Sixteen days before the general elections in which Morales aspires to re-election, the South American country maintains these positive indicators and leads macroeconomic stability in the region, despite the international crisis of raw material prices.
'Bolivia was affected,' said the expert, 'but it is better supporting (the international crisis) because of the intrinsic strengths of the Bolivian economy.'
Neoliberal governments left the country with a poverty rate of 38.2 percent in 2005, and in 2018 this indicator dropped to less than half (15.2 percentage points).
Another success of the economic, social, community and productive model established by the ruling Movement to Socialism, was the passage in the last six years of over three million people to middle class status.
In this context, specialized agencies such as the Economic Commission for Latin America and the Caribbean (ECLAC) and even the neoliberal International Monetary Fund (IMF) estimate that the country will grow by around 3.5 percent in 2019, while the Ministry of Economy and Public Finance places that figure in four units over 100.
CORRECT OR MIRACLE POLICY?
Experts of the Latin American Strategic Center for Geopolitics (Celag) Alfredo Serrano and Guillermo Oglietti affirm in an article published in the Mexican newspaper La Jornada, that such success is largely due to the de-dollarization of the economy.

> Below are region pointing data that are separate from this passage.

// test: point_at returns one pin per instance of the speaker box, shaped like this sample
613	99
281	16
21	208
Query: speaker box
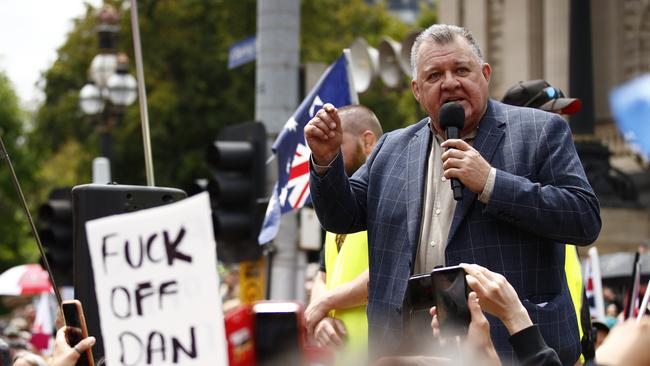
93	201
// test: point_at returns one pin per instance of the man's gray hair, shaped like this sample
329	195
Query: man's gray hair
443	34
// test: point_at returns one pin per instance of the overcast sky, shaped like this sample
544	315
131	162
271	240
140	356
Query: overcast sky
30	33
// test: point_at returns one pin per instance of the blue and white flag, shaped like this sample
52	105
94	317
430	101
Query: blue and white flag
291	191
630	104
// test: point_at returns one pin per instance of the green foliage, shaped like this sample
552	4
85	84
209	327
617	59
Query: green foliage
191	94
16	244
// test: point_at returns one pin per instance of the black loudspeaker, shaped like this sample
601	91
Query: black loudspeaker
93	201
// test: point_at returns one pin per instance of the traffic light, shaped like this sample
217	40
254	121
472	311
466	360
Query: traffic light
236	187
55	221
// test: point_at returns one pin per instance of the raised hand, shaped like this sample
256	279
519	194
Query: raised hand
324	135
497	297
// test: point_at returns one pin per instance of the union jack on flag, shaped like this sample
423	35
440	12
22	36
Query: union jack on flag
291	191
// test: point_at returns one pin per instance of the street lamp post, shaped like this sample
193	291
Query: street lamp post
110	88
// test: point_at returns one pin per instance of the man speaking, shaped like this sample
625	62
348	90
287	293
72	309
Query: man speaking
525	194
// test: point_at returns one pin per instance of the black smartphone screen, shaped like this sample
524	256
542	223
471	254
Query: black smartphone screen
450	292
277	334
74	329
420	292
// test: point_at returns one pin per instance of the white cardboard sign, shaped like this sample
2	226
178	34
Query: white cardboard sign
157	287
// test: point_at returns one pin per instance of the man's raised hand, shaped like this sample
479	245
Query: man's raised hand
324	135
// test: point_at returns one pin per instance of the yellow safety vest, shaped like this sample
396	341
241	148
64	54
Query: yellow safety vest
344	267
573	273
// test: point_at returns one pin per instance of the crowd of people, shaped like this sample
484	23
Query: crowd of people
391	219
525	204
19	348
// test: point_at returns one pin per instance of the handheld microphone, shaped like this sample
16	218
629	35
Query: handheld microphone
452	120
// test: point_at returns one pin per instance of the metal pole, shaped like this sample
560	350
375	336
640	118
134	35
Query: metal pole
581	79
142	94
278	31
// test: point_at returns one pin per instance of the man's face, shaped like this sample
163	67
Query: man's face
451	72
353	154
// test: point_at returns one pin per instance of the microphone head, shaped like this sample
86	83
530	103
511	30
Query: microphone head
451	114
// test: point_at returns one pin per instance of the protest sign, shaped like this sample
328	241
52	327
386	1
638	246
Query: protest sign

Among other measures, they remember that the Morales government received an exchange rate of eight pesos per dollar, and in a short time 'appreciated' the national currency (Bolivian) to seven for each US currency. It is currently stable (quoted at 6.95).
In this way, a loss was generated for dollar holders, which broke the inertia and the message was issued that the bet on the greenback does not always win.
Simultaneously, the purchase and sale of currencies was discouraged with an increase in the exchange rate differential of 10 cents and the liquid reserve requirements of banks for each dollar deposit were increased to 66.5 percent, they add.
According to Celag experts, the reserve requirement for deposits in Bolivians, on the other hand, is only 11 percent, and this increases the cost of dollar credits.
Serrano and Oglietti point out that higher rates were also offered to savers in national currency, which increased the preference for this monetary unit.
Celag scholars also consider important the decision of the government of President Morales to issue public bonds in national currency while those encoded in dollars disappeared.
These and other measures that characterize the strategy of the economic, social, community and productive model of the process of change in Bolivia make its economy the fastest growing in South America in the last five years in a row.